第三十七話
夜。
もう何日目の滞在になるのか分からない。冬守りたちに日数を数えるという感覚が希薄なためでもある。
リラは寝台に横たわっていた。ほどよい疲労が手足にじんわりと残っている。街の共同浴場は大きくて、南方の行商人から仕入れるという石鹸は香り高かった。そのような入浴の後は、疲れが木の葉のような香りに変わって体から立ち上る気がする。
いい街だ、と、声にならぬ言葉が口の中をもごもごと動かす。
そのまま寝入ろうとしたとき。
ごんごん。
扉を叩く音。リラは寝台を降り、寝間着のままリビングへ。
「越冬官さま、わしです、どうですか下へ来て一杯」
リラは少し息を整えて言う。
「ごめんなさい。越冬官さまはもうお休みです。誰が来ても起こさないでほしいと言ってました」
「ああ、そりゃあ失礼しました。またよろしくと伝えといてくだせえ」
「はい」
そのように答えてほしいと頼まれていた。念のためニールの寝室を覗いてみるも誰もいない。

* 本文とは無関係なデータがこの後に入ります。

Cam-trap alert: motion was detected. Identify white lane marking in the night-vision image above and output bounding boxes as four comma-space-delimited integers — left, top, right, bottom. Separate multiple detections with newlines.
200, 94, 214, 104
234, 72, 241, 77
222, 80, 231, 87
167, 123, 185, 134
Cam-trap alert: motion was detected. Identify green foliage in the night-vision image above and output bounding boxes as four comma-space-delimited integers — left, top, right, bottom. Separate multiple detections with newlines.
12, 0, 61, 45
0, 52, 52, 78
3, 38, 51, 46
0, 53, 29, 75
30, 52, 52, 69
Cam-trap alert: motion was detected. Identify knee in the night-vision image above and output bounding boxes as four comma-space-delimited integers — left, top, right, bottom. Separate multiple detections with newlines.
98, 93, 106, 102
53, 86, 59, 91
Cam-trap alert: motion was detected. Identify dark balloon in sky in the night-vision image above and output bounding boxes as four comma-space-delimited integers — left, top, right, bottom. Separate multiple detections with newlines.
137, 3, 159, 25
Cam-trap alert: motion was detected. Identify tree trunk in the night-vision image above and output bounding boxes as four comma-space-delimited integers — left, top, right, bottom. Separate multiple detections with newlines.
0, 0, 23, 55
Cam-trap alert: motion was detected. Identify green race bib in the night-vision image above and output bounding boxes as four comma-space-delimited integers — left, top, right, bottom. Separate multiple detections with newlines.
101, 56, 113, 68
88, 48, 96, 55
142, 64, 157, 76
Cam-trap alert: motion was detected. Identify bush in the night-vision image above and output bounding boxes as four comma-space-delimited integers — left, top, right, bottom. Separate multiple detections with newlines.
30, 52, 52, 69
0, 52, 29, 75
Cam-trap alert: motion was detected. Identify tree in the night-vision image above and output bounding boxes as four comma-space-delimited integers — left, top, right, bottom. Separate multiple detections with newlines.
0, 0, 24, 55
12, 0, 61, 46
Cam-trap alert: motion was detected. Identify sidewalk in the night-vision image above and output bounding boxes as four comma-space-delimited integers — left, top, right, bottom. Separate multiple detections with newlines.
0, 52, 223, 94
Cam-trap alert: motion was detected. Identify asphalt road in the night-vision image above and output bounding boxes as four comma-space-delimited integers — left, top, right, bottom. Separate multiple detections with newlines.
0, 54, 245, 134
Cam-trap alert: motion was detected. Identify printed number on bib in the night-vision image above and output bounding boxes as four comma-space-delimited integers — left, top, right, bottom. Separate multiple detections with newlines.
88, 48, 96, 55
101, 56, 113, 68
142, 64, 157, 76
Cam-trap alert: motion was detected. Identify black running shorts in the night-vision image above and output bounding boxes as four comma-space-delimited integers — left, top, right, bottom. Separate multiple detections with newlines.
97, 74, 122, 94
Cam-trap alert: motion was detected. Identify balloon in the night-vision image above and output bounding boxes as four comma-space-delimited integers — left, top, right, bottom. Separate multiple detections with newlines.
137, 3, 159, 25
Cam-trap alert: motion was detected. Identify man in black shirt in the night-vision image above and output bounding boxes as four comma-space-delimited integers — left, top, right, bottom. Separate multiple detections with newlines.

窓の鍵は開いている。窓から出て、夜の街を調べているらしい。
それも数日続いているが、何を調べているのか、リラは聞いていない。
「……」
一階の酒場には今日も街の男たち。ざわめきが床の隙間からわずかに届くような気がする。
床板に触れてみる。ひやりと冷たい。目の詰まった木材は硬く、耳を当てれば雑然とした音が聞こえる。
いつもと少し違うと感じる。笑い声が少ないのだ。
楽しげな雰囲気はだんだんと小さくなり、声も密やかなものになる。
「……」
リラは綿入れを一枚羽織ると、寝室の窓を開け、そっと外へ。地上へは降りずに、一階のひさしを伝って建物を回り込む。

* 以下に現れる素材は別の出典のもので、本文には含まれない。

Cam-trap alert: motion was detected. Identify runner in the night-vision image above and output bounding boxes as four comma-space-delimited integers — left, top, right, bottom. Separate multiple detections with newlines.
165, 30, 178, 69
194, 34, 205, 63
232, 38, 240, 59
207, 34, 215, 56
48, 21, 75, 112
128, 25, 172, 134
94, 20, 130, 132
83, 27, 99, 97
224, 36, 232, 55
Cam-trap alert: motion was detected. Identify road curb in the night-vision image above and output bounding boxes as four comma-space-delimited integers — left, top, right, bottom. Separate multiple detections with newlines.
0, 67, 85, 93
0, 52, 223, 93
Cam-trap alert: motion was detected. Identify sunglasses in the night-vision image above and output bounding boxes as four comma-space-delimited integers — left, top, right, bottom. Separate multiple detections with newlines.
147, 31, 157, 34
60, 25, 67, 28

人の腕ほどの陶器の筒が突き出ている。炊事場の煙突である。白い煙が立ち上っている。
リラはその煙突に張り付く。これに耳を当てると食堂の会話が聞こえることを見つけていた。
ーー何も見つかってねえんだ、心配ねえ。
野太い声がする。リラはまだ住民をすべて覚えてはいないが、酒場に来る人間はだいたい把握できていた。毛むくじゃらの顔が思い浮かぶ。
ーー本当に指導に来ただけなんだな。
ーーああ、王都の密偵だなんて言いやがったのは誰だ。
ーー真面目そうなやつじゃねえか、ちと愛想はねえが。
普段の会話よりもずっと声を落としている。2階でニールが寝ていると思っているためだろう。
ーーエリオは。
ーーれは、不完全。 やはり駄目ーー
耳を煙突に押し当てる。何か、会話がただならぬ緊張を孕んだのが分かった。
ーー王都に引き取らーー
ーーいかん、エリオはわしらの希望だ。
ーー病気は治らない。
ーーエリオの容態は。
ーー前と同じだ、このままじゃ死ーー
しっ、と誰かが叱責する。おそらく宿の主人である。
しばらくの沈黙。
ゆるゆると会話が再開されたとき、それはゴーのことであったり、ひび割れた石畳の補修の話に変わっていた。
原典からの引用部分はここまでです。